Ramai Ubah Kolom Agama KTP Jadi Penghayat Kepercayaan, Ini Kata MUI

Ramai Ubah Kolom Agama KTP Jadi Penghayat Kepercayaan, Ini Kata MUI

Devi Setya - detikHikmah
Senin, 22 Sep 2025 11:50 WIB
Ilustrasi e-KTP
Foto: Andhika Prasetia
Jakarta -

Majelis Ulama Indonesia (MUI) dalam laman resminya menyebut fenomena permohonan mengubah isi kolom agama di Kartu Tanda Penduduk (KTP) menjadi 'Penghayat Kepercayaan' makin marak terjadi di beberapa daerah. MUI menyatakan penghayat kepercayaan tak bisa dikategorikan sebagai agama.
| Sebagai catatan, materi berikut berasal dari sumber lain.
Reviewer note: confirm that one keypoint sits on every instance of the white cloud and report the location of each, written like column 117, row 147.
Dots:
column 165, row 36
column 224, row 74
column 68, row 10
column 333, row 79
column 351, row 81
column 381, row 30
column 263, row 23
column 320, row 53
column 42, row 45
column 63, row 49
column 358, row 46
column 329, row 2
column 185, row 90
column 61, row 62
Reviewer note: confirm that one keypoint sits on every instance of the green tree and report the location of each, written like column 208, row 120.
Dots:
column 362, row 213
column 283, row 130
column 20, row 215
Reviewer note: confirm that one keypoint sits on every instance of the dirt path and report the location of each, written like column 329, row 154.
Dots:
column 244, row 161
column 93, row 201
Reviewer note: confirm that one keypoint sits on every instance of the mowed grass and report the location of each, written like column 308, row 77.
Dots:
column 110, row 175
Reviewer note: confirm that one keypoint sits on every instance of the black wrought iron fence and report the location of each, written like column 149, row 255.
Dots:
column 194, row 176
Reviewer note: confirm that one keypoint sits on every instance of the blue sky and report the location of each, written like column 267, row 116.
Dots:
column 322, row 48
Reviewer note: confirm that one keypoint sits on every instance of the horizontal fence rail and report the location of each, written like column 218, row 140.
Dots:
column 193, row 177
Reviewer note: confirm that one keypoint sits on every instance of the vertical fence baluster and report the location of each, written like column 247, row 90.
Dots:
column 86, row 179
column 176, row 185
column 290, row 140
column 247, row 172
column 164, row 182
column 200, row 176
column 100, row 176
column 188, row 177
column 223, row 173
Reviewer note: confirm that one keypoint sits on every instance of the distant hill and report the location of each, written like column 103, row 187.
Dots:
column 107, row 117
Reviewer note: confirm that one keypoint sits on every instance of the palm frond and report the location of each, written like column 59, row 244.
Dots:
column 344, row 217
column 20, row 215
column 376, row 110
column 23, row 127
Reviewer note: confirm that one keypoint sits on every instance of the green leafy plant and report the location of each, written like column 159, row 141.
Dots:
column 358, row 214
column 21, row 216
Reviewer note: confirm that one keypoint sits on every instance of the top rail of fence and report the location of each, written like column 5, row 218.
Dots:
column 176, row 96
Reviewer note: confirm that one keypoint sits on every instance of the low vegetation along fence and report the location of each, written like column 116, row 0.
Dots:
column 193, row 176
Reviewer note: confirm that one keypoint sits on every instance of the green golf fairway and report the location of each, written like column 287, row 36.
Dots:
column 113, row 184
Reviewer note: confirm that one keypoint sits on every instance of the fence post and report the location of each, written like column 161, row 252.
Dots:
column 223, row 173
Ketua MUI Bidang Pengkajian, Penelitian, dan Pengembangan Prof Utang Ranuwijaya menjelaskan untuk bisa disebut agama, ada tiga syarat utama yang harus dipenuhi: memiliki nabi, memiliki kitab suci, serta memiliki ritual dan tempat ibadah. Tiga hal mendasar inilah yang menurut MUI tidak dimiliki oleh penghayat kepercayaan.

SCROLL TO CONTINUE WITH CONTENT

"Ketiga persyaratan ini tidak ada dalam penghayat kepercayaan. Jadi jelas, penghayat kepercayaan agama bukanlah agama," tegas Prof Utang seperti dikutip dari laman resmi MUI, Senin (22/9/2025).

Ia menambahkan penghayat kepercayaan juga tidak termasuk dalam daftar enam agama resmi yang diakui negara, yaitu Islam, Kristen Protestan, Katolik, Hindu, Buddha, dan Konghucu.

ADVERTISEMENT

Lebih jauh, Prof Utang juga menyoroti potensi percampuran ajaran penghayat kepercayaan dengan agama tertentu, misalnya Islam. Jika hal itu terjadi, ia khawatir dapat menimbulkan praktik ritual yang menyimpang dari akidah dan syariat Islam.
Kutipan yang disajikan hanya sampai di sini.